Le principe des fautes et des mérites et l’occasion donnée à chacun de se repentir, conduisent à une longue discussion sur le libre arbitre dans les chapitres cinq et six. L’affirmation du libre arbitre fait partie des treize articles de foi énoncés par le Rambam. Il n’existe aucune prédestination et il n’est pas décidé d’avance qui sera juste et qui ne le sera pas. « Quelle place occuperait, sinon, la Thora tout entière ? » s’interroge le Rambam. Pourtant, ce principe semble en conflit avec la notion d’omniscience divine.

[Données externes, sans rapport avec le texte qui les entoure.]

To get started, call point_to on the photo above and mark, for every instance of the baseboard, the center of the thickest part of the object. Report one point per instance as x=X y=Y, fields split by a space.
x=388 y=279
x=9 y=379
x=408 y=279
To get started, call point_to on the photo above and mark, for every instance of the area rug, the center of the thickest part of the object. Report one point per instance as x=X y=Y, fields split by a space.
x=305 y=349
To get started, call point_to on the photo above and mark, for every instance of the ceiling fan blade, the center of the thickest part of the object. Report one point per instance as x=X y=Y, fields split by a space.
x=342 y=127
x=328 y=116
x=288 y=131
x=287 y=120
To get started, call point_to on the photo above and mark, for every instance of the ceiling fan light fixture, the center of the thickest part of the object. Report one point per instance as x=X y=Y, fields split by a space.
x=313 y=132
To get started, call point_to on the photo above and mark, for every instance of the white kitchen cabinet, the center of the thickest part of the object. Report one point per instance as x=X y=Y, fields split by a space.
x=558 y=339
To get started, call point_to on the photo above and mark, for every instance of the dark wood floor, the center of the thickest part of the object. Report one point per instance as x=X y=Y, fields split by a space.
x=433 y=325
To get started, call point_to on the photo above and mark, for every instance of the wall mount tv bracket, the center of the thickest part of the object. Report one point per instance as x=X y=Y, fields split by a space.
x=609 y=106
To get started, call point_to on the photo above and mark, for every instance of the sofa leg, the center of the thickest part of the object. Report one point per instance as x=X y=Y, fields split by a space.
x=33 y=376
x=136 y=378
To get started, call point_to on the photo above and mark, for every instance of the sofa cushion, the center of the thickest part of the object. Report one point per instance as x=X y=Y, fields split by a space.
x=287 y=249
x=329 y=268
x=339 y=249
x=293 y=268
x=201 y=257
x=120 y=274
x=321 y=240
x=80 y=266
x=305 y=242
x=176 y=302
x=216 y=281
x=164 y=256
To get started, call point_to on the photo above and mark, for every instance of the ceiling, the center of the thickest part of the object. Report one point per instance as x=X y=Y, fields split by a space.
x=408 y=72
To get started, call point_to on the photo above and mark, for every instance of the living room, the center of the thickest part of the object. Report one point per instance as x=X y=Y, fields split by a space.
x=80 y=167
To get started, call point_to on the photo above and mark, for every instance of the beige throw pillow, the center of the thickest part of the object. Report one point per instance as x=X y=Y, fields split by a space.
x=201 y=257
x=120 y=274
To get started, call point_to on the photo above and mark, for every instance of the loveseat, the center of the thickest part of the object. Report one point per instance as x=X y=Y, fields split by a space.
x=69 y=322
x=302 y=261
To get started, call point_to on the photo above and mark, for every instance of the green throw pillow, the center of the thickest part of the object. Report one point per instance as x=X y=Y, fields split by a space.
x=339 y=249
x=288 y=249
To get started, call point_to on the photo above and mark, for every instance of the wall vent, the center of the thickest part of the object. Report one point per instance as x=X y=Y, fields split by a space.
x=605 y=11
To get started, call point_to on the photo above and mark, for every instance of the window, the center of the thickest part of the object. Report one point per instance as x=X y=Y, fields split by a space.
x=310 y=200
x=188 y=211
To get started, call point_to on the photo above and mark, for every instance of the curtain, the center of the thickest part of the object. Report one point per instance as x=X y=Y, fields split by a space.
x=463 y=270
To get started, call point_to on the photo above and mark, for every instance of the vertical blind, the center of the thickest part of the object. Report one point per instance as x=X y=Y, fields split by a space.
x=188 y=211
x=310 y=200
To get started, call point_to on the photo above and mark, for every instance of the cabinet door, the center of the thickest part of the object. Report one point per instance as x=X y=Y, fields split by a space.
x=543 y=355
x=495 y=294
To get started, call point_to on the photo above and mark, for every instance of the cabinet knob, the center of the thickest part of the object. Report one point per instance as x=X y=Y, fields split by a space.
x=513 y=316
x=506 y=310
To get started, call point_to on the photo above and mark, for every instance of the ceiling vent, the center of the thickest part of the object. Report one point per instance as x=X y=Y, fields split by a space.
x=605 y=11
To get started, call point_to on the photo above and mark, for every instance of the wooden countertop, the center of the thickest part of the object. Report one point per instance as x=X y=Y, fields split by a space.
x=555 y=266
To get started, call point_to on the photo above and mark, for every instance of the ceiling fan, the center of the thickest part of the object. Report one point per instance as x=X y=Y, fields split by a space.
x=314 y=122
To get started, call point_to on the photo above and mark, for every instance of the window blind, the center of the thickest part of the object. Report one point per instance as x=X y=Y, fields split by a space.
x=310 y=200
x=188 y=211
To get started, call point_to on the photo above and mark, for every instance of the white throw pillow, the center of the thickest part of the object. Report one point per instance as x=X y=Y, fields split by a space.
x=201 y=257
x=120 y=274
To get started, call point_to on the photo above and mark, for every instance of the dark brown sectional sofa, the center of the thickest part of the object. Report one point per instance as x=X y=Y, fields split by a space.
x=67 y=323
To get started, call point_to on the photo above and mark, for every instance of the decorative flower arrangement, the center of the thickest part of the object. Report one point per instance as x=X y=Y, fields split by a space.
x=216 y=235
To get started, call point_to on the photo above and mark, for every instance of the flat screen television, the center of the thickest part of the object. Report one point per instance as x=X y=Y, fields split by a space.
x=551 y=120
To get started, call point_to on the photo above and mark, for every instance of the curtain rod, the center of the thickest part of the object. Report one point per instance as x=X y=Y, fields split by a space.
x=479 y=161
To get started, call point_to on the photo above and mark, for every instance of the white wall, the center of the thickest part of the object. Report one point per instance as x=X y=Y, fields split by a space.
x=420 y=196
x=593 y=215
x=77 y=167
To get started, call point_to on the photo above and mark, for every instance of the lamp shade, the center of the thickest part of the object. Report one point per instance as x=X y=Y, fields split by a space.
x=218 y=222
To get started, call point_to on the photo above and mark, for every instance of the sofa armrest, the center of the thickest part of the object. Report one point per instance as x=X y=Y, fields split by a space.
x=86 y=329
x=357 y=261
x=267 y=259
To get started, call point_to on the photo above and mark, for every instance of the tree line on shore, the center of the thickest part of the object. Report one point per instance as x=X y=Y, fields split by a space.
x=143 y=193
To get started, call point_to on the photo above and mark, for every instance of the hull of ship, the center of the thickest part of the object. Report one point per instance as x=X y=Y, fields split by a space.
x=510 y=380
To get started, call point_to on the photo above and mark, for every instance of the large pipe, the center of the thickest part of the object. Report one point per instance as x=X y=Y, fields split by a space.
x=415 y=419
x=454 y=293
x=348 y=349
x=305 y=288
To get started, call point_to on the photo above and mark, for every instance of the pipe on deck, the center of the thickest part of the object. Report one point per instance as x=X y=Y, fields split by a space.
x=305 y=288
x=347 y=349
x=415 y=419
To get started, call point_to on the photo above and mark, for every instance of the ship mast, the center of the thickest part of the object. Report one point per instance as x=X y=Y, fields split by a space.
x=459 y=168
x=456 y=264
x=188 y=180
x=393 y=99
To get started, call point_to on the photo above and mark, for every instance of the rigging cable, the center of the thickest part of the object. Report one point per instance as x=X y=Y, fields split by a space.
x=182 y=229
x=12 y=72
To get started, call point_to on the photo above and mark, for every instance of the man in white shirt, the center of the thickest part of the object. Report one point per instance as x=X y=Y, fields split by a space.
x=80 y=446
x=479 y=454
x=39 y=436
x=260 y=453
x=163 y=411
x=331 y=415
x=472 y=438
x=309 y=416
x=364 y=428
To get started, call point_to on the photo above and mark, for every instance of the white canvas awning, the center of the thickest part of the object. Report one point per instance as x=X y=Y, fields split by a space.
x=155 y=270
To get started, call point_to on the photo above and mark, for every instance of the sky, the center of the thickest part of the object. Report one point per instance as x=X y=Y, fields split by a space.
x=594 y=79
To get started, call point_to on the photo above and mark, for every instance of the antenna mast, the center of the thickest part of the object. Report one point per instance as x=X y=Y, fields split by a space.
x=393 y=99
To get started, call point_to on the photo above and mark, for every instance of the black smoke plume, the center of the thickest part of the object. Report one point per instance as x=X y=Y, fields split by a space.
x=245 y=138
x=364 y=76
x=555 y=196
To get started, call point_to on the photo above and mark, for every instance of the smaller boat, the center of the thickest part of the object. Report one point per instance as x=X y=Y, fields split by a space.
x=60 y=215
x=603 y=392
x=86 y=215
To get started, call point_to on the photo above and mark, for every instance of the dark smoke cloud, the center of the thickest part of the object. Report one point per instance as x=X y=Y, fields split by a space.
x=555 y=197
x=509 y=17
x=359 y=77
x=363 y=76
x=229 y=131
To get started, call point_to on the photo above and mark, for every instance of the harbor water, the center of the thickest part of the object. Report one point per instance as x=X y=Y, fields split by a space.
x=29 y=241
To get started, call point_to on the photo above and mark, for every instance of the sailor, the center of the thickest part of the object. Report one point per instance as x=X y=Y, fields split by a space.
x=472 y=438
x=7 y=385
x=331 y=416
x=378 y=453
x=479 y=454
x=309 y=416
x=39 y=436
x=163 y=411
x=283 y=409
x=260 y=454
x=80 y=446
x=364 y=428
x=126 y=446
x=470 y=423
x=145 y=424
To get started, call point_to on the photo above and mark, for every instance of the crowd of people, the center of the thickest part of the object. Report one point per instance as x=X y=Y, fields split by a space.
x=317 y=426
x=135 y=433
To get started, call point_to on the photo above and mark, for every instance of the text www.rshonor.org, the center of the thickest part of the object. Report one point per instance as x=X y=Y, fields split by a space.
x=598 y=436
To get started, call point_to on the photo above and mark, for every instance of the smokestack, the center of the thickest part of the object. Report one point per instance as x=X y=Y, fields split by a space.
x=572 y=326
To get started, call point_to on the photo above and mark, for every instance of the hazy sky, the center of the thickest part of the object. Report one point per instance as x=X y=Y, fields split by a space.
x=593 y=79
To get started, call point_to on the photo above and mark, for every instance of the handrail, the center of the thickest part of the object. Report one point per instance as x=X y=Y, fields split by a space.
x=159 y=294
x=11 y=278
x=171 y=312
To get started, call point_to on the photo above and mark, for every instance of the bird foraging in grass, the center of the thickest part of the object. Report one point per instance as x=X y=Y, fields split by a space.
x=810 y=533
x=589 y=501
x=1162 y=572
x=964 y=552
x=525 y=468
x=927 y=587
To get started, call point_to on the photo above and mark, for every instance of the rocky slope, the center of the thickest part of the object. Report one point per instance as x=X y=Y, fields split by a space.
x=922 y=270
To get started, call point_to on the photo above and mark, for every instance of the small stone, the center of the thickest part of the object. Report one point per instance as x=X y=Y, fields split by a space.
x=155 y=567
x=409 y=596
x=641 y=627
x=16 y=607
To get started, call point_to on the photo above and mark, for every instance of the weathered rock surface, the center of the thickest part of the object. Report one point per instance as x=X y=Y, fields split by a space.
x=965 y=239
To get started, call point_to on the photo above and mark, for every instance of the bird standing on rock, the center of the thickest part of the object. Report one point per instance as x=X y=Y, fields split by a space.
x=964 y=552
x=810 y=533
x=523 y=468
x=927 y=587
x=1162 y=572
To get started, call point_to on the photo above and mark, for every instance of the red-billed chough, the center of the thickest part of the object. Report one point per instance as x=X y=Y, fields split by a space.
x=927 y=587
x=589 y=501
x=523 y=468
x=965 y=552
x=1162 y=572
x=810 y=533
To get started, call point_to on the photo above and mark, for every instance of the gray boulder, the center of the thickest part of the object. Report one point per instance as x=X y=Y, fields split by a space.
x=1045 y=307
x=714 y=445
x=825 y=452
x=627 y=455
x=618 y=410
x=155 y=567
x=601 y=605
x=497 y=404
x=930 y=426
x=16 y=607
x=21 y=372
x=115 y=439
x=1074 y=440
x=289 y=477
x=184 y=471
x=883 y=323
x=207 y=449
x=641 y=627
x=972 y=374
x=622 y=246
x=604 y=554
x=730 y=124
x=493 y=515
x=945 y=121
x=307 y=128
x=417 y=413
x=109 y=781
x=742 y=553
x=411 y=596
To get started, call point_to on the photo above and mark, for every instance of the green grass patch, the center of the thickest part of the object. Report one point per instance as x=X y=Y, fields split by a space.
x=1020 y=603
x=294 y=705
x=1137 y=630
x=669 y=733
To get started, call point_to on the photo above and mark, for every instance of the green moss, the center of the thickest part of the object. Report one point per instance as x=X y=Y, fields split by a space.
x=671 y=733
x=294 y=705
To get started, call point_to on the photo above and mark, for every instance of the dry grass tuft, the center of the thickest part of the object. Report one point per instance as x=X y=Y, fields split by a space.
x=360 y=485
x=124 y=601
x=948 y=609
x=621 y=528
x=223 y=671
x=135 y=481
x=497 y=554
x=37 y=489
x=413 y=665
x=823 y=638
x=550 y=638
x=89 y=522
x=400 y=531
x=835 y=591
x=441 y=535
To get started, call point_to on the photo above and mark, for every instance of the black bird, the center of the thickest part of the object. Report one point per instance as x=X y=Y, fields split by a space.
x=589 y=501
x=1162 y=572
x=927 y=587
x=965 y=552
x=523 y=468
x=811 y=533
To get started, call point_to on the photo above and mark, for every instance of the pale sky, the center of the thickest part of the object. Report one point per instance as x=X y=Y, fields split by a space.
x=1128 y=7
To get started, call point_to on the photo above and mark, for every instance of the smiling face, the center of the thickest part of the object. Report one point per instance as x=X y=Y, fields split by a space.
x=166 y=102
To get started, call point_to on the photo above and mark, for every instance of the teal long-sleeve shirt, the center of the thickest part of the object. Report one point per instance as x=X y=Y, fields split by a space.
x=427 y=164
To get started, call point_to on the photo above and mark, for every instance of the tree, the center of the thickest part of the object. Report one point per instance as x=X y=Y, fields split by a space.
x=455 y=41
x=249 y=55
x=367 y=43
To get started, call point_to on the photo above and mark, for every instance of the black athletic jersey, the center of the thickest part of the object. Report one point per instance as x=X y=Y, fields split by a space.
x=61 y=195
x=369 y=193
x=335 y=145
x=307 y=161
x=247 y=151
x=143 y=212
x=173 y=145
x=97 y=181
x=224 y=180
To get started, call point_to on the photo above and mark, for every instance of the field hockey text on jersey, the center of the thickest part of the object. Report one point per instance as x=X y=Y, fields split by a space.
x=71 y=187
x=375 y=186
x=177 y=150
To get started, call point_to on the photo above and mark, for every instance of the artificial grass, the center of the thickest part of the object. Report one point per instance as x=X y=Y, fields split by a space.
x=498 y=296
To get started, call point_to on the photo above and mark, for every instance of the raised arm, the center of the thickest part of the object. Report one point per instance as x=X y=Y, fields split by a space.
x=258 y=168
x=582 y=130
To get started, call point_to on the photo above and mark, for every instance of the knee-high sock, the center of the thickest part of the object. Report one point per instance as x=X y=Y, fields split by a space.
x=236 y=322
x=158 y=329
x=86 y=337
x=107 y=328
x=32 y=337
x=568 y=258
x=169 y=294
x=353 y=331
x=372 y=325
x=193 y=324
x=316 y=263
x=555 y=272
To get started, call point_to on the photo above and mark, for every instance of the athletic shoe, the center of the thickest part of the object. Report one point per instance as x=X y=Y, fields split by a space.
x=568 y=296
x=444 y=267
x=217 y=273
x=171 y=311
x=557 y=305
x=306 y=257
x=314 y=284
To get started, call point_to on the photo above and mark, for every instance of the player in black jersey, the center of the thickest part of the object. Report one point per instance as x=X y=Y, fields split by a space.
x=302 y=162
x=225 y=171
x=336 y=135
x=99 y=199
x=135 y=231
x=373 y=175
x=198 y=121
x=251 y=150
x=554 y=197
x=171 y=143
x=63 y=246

Le destin d’un individu échapperait-il au savoir divin ? À cela, le Rambam répond qu’il n’est pas au pouvoir des hommes d’appréhender la science divine. Pourtant, nous devons savoir avec certitude, conclut-il, que D.ieu ne décrète pas quelle sera la conduite d’un homme. Cette longue analyse amène le Rambam à interpréter certains versets des Écritures qui sembleraient contredire ce principe. Dans le chapitre sept, le Rambam montre que la techouva est, par conséquent, déterminée uniquement par la volonté de l’homme qui, toute sa vie durant, doit la rechercher. « Grande est la techouva qui rapproche l’homme de la Présence divine » et lui ouvre les portes du monde futur.
Le monde futur (olam haba) fait précisément l’objet des chapitres huit et neuf. Ultime récompense pour l’accomplissement des commandements, c’est la vie éternelle qui ne connaît pas la mort, le « monde caché qu’aucun prophète n’a vu ». En guise de conclusion, le Rambam montre, au chapitre dix, que le service de D.ieu doit cependant être désintéressé et non déterminé par la recherche des multiples bienfaits promis. Au contraire, il importe de « faire ce qui est vrai pour la vérité », par amour uniquement, à l’instar du patriarche Abraham.